Até ao momento as razões apresentadas pelos autores do golpe militar são as enumeradas no comunicado do Estado Maior (são dois mas o segundo repete parte do primeiro…). A sua leitura é indispensável... Ficamos a saber que o Chefe de Estado Maior frustrou “(frustrado) as expectativas pelas quais havia sido unanimemente nomeado pelas chefias militares”. Qual o papel do Primeiro-ministro e do Presidente da República na nomeação de um Chefe de Estado Maior? Na Guiné-Bissau são os militares que nomeiam o seu chefe? Uma leitura da Constituição e das leis parece urgente. Leitura e aplicação.
O documento enumera ainda vários exemplos de supostas intervenções indevidas das Forças Armadas em assuntos que não eram da sua competência e que foram promovidos pelo Almirante Zamora Induta, para justificar a sua prisão e em última instância o golpe. Bem como acusam o Chefe de Estado Maior de possuir armamento em casa e pretender criar um “exército privado, representando este um perigo, com consequências imprevisíveis"…
Apesar de tudo o que se passou, as autoridades políticas nacionais parece não terem força suficiente para condenar o golpe militar. As declarações proferidas são disso exemplo. As reuniões entre as partes envolvidas sucedem-se mas nada é resolvido. O clima é de insegurança e de instabilidade. Como se pode garantir que os problemas estão ultrapassados?

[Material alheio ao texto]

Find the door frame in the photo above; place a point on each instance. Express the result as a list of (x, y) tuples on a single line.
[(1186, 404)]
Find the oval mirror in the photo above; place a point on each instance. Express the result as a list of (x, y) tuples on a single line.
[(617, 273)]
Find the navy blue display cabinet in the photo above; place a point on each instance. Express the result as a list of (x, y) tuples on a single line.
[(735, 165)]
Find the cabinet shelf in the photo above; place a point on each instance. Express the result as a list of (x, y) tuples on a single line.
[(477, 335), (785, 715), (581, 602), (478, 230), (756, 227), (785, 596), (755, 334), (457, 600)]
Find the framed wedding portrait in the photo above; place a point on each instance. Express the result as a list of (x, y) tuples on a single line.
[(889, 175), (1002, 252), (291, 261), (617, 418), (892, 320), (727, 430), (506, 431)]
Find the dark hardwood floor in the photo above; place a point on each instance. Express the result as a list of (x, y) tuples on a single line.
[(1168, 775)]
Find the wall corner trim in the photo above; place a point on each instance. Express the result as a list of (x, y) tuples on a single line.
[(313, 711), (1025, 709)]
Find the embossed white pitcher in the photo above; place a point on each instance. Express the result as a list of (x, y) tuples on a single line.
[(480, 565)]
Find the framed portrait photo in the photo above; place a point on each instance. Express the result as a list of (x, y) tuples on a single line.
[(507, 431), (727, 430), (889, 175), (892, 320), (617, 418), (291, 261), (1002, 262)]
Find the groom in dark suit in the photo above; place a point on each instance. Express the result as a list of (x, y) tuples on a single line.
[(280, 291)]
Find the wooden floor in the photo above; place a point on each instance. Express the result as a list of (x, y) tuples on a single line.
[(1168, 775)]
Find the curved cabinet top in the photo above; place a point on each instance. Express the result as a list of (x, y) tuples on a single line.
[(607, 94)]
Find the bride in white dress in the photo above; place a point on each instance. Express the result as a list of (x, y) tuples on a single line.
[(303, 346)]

Por uma vez a Comunidade Internacional pareceu falar em conjunto e condenou fortemente os acontecimentos de dia 1 de Abril. As declarações de alguns membros de governo, Embaixadores ou representantes de Organizações internacionais, foram todas direccionadas no mesmo sentido e exigiram a tomada de medidas perante o sucedido. Foram também claros em criticar a prontidão das autoridades nacionais quando estas afirmaram que a situação já estava superada e de que se tratou apenas de um pequeno problema entre militares. Alguns declararam ser impossível trabalhar com o actual Vice-Chefe de Estado Maior ou com o Contra-Almirante Bubo Na Tchuto, também implicado no golpe militar.

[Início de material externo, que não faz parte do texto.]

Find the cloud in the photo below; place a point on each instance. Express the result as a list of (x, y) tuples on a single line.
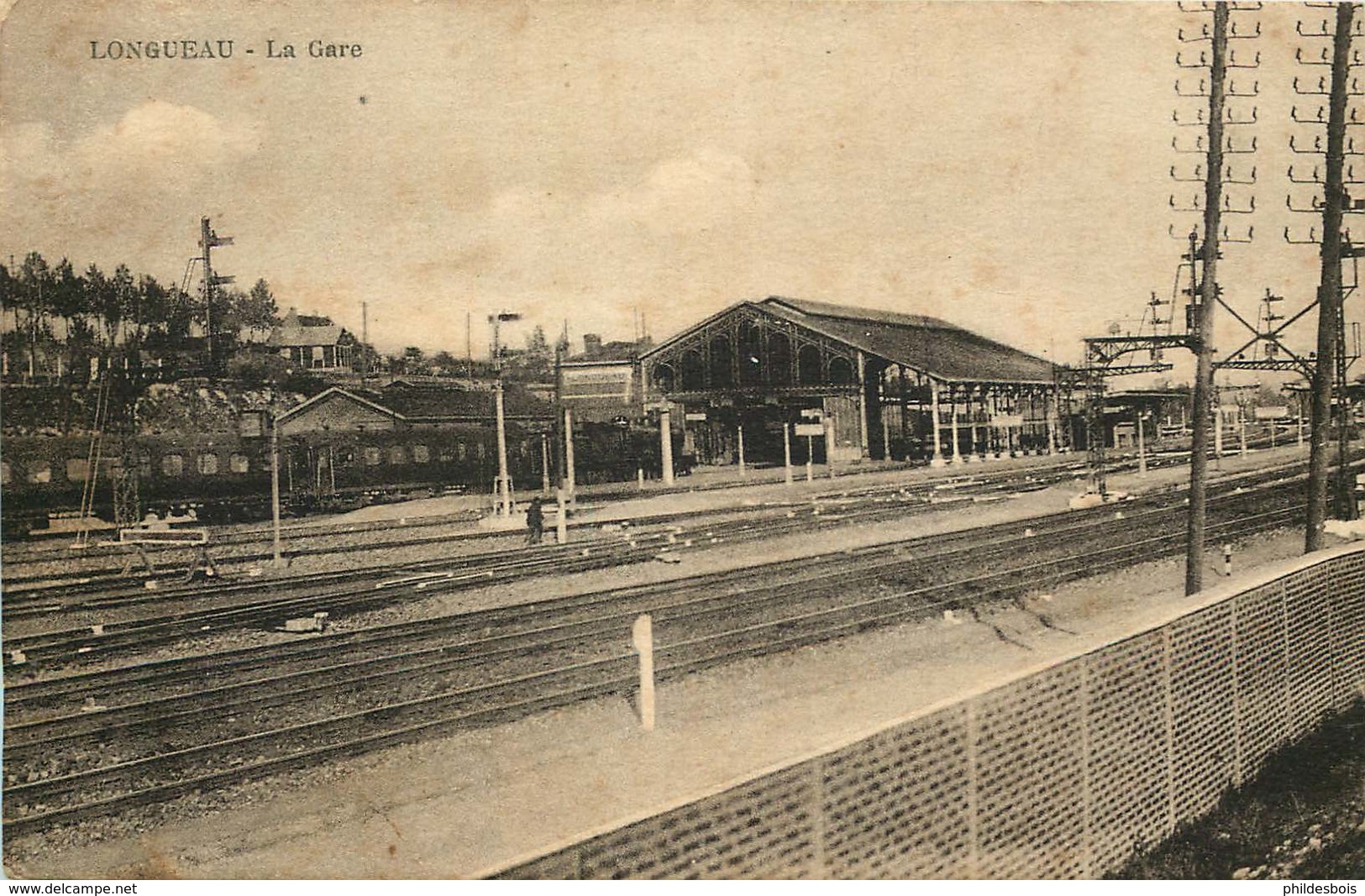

Será que podemos concordar com aqueles que dizem que a situação está normalizada apenas porque os militares voltaram às casernas? Caso os autores do último golpe que teve lugar em Bissau não sofram as consequências do atentado que fizeram à democracia e, pelo contrário, forem confirmados nos cargos que ilegitimamente tomaram, talvez a solução, como aponta o General Loureiro dos Santos e outros, deva passar pelo congelamento à Guiné-Bissau de todos os apoios em curso e prometidos das organizações internacionais.
Como podem as Nações Unidas, a União Europeia e outras Organizações Internacionais, ou as diversas cooperações bilaterais, continuar o seu trabalho conjunto com as autoridades militares? Devem estas passar a trabalhar com quem acaba de dar um golpe e fingir, como outros, que nada de grave se passou?
Muitas perguntas continuam ainda sem resposta. Mas é urgente que a situação seja clarificada. Quem será o próximo Chefe de Estado-Maior General das Forças Armadas? Nomeado por quem? Qual o destino do Vice-Chefe de Estado Maior? Mantém o seu lugar? O que sucederá ao Ex-Chefe de Estado da Armada, o contra Almirante Bubo Na Tchuto, que ainda a semana passada foi acusado pelos Estados Unidos de estar implicado no tráfico de droga? Qual a relação do golpe com o futuro da Reforma do Sector de Defesa e Segurança? E muitas outras questões poderiam ainda ser levantadas. No entanto, as soluções não podem ser encontrada no habitual ritmo bissau-guineense. Desta vez os problemas não se podem resolver com o tempo. Há que tomar medidas por mais impopulares que estas sejam. Por vezes sabemos que há crime mas não sabemos quem o cometeu, e noutras ocasiões conhecemos os dois lados.